# Binärer Suchbaum ausgeben



## marmadog (8. Jun 2010)

hallo alle,

was ich habe: eine Klasse BinaererSuchbaum in der schon die lösch, einfüge, sucheNachMin/Max, nachfolger, vorgaenger usw. Methoden drinnen sind 

und auch noch das ausgeben Vor- und Rückwärts, also wenn man ein Beispiel: ('B','A','U','M','B','E','I','S','P','I','E','L') als BsBaum hat, gibt die Methode Vorwärts_ausgeben: "ABEEIILMPSU" also nachdem kleinsten element suchen und ausgeben bis der knoten = null ist....

nun meine frage: wie kann man ein  Intervall [von, bis] geordnet ausgeben? 
(wobei "von" und "bis" generische Datentypen sind (E)) Bsp.: von B bis M --> BAUM

hoffe ihr könnt mir weiterhelfen, denkstoß verpassen....

danke im voraus


PS: ich meine nicht einen Baum malen sondern ganz schlicht wie oben.


----------



## XHelp (9. Jun 2010)

Welche Linearisierung benutzt du denn für die Rückwärtsausgabe? oO bei pre-, post- oder in-order bekommst du, glaube ich, nicht wirklich das gewünschte ergebnis.

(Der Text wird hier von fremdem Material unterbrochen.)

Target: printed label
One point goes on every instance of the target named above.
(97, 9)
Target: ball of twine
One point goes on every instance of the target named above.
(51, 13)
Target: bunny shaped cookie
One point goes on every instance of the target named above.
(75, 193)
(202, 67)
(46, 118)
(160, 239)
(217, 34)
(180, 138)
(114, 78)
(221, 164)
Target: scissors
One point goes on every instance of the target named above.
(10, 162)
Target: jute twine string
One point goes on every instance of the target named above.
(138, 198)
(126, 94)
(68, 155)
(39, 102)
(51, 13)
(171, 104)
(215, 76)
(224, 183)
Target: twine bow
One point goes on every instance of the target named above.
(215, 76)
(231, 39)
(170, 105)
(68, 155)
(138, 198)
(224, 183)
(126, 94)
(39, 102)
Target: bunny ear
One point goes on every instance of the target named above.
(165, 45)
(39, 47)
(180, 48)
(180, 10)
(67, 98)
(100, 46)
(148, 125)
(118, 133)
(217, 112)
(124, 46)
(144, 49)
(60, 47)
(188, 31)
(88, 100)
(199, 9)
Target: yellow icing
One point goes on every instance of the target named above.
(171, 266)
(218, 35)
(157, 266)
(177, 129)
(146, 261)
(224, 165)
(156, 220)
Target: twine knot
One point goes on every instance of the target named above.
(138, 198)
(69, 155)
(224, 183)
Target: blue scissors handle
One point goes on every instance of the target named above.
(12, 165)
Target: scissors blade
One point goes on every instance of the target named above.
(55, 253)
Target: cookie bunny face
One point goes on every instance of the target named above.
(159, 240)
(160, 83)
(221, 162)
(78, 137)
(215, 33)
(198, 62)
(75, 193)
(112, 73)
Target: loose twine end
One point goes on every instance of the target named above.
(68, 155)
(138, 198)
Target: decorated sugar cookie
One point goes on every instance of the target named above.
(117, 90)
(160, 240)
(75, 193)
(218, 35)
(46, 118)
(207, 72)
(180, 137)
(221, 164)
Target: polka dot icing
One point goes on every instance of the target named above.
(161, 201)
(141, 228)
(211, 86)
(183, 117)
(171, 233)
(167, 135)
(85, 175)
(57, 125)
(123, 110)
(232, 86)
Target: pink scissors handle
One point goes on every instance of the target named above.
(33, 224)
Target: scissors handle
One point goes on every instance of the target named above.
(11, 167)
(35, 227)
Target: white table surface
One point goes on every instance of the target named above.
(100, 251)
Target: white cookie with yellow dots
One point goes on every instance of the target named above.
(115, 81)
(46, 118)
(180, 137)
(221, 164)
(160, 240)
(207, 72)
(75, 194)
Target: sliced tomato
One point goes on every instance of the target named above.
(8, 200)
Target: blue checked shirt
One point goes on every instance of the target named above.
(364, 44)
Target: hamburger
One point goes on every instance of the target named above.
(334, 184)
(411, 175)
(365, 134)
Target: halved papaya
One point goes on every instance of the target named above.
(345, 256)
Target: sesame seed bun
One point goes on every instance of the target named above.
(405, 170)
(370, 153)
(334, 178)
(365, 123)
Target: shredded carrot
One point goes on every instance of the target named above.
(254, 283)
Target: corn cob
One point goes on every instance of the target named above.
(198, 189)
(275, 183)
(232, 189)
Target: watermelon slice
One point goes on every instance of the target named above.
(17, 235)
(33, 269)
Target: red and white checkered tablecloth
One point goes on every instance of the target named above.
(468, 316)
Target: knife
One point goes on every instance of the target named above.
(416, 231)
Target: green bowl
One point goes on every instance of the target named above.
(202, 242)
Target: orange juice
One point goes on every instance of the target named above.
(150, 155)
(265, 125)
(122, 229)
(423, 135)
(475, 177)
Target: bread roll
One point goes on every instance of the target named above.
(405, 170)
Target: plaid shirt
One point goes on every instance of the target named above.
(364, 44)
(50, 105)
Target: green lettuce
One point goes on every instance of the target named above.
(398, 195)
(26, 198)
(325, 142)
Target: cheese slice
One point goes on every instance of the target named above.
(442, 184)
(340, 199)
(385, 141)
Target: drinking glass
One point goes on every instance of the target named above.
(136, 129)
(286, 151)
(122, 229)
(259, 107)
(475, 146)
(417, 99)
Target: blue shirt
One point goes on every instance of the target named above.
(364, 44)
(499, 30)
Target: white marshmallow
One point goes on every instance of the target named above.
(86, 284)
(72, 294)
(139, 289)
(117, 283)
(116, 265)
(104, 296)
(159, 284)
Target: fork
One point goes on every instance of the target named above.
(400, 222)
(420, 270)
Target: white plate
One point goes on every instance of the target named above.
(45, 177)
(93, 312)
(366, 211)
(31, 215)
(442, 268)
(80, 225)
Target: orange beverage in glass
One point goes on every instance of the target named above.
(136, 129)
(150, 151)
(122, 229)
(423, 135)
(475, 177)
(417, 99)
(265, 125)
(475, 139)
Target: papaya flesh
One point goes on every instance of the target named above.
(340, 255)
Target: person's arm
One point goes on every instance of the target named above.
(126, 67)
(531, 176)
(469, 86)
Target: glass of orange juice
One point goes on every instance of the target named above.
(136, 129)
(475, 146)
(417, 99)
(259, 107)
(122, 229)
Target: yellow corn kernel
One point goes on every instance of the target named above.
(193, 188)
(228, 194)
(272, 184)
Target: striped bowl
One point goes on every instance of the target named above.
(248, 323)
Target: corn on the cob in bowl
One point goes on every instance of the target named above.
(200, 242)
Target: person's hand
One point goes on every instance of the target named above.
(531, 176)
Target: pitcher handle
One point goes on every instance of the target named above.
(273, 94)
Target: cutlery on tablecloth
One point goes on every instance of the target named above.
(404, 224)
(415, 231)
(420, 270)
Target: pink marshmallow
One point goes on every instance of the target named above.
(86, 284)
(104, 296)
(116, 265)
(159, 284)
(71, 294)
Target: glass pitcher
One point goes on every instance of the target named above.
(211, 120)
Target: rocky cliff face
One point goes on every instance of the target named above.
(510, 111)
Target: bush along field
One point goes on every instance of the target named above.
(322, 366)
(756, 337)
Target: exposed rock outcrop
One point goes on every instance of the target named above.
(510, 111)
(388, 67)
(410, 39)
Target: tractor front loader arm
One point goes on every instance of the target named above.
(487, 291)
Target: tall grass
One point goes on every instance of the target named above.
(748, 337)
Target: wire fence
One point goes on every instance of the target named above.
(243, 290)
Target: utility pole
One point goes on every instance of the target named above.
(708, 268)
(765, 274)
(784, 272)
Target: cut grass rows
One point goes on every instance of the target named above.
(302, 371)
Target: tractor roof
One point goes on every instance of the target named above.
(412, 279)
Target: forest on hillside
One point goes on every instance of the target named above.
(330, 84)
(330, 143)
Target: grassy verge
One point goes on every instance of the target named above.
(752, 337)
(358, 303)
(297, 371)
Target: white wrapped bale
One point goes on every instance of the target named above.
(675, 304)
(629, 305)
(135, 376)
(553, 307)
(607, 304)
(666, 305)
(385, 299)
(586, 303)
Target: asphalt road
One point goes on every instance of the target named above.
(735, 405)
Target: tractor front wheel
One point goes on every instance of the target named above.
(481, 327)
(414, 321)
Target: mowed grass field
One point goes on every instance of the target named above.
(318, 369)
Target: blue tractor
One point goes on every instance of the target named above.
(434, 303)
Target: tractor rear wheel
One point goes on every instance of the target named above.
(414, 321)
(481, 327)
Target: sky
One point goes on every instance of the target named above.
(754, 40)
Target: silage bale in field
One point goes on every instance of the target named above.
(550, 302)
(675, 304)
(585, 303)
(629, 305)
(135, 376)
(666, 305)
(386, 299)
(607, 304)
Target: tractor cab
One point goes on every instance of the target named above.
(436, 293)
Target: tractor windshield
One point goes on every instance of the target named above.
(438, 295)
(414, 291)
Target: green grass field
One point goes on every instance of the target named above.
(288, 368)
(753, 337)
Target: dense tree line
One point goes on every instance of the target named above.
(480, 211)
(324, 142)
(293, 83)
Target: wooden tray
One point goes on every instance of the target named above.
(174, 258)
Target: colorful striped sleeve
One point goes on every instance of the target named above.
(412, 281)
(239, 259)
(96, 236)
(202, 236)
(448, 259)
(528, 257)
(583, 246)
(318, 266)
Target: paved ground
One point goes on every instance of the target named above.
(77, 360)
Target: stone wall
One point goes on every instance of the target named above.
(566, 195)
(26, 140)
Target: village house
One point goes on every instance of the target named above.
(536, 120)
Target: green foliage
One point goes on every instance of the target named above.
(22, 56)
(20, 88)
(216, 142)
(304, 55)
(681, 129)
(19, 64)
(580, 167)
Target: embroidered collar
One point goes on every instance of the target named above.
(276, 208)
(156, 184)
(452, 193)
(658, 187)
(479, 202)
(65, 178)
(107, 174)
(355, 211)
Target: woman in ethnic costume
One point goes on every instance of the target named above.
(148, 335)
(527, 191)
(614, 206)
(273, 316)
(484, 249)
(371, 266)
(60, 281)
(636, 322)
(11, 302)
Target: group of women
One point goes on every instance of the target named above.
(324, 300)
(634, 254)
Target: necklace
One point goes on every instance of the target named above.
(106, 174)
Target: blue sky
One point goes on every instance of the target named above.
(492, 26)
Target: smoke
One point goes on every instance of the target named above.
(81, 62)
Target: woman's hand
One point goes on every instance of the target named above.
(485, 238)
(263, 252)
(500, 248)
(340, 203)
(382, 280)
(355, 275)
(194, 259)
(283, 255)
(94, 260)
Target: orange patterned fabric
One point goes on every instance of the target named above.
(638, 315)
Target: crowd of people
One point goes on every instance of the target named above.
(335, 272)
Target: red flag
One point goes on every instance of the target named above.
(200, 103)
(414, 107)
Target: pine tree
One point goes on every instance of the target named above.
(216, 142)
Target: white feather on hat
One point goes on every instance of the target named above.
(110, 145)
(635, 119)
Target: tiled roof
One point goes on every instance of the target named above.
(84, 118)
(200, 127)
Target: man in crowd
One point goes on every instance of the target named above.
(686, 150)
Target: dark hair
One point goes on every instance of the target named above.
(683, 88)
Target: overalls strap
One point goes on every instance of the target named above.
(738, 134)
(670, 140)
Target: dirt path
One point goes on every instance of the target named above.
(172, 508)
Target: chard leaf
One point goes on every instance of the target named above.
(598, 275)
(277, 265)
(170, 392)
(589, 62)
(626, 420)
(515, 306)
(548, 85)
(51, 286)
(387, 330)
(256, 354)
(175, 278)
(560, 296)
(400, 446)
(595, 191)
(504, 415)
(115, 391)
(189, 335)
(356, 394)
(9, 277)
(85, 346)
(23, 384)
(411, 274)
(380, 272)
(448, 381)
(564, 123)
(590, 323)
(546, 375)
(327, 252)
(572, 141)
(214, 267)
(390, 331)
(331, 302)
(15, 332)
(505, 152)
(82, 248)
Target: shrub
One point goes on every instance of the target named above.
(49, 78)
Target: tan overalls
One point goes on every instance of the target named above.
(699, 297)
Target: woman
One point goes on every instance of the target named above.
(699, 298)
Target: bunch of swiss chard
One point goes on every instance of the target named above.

Oder drehst du die in-order einfach um?

Dein Beispiel scheint nicht ganz richtig zu sein:


> von B bis M --> BAUM


das wird in einem binärem Suchbaum nicht klappen, denn A liegt nicht zwischen B und M (sofern wir hier vom wirklichen Alphabet sprechen)

Aber um generell einen Bereich anzugeben, müsste folgendes in der Linearisierungsmethode geschehen (bereich zwischen x und y)
a) wenn aktuelle Knoten < x ist, dann die "Ausgabe" einfach weglassen
b) wenn aktuelle Knoten > y ist, dann abbrechen.


----------



## marmadog (9. Jun 2010)

[JAVA=42] public void ausgabeRueckw(){
        System.out.println("--------- Ausgabe rueckwaerts -------------");
        Knoten<E> kp = sucheMax();
        while (kp != null) { 
           System.out.print(kp);
           kp = vorgaenger(kp);
           }
        System.out.println();
        } [/code]

und dies soll geschrieben werden:

[JAVA=42]void ausgabeIntervall(E von, E bis)[/code]


----------



## XHelp (9. Jun 2010)

Also das hier ist der binäre Suchbaum, wenn du ihn mit ('B','A','U','M','B','E','I','S','P','I','E','L') fütterst:


Deine Funktion würde "U" als max finden, und dann nur "UB" ausgeben. Zumindestmal sollte die es tun, wenn alles andere richtig gemacht wurde. (denn U hat nur einen Vorgängen, und dieser ist schon die Wurzel)

Und die Ausgabe mit dem Interval müsste mit der Idee aus meinem letzten Post klappen

[edit]
Habe mitlerweile das ganze selber Implementiert und die Idee, die ich zu dem Intervall hatte funktioniert auch in der Praxis.
[/edit]


----------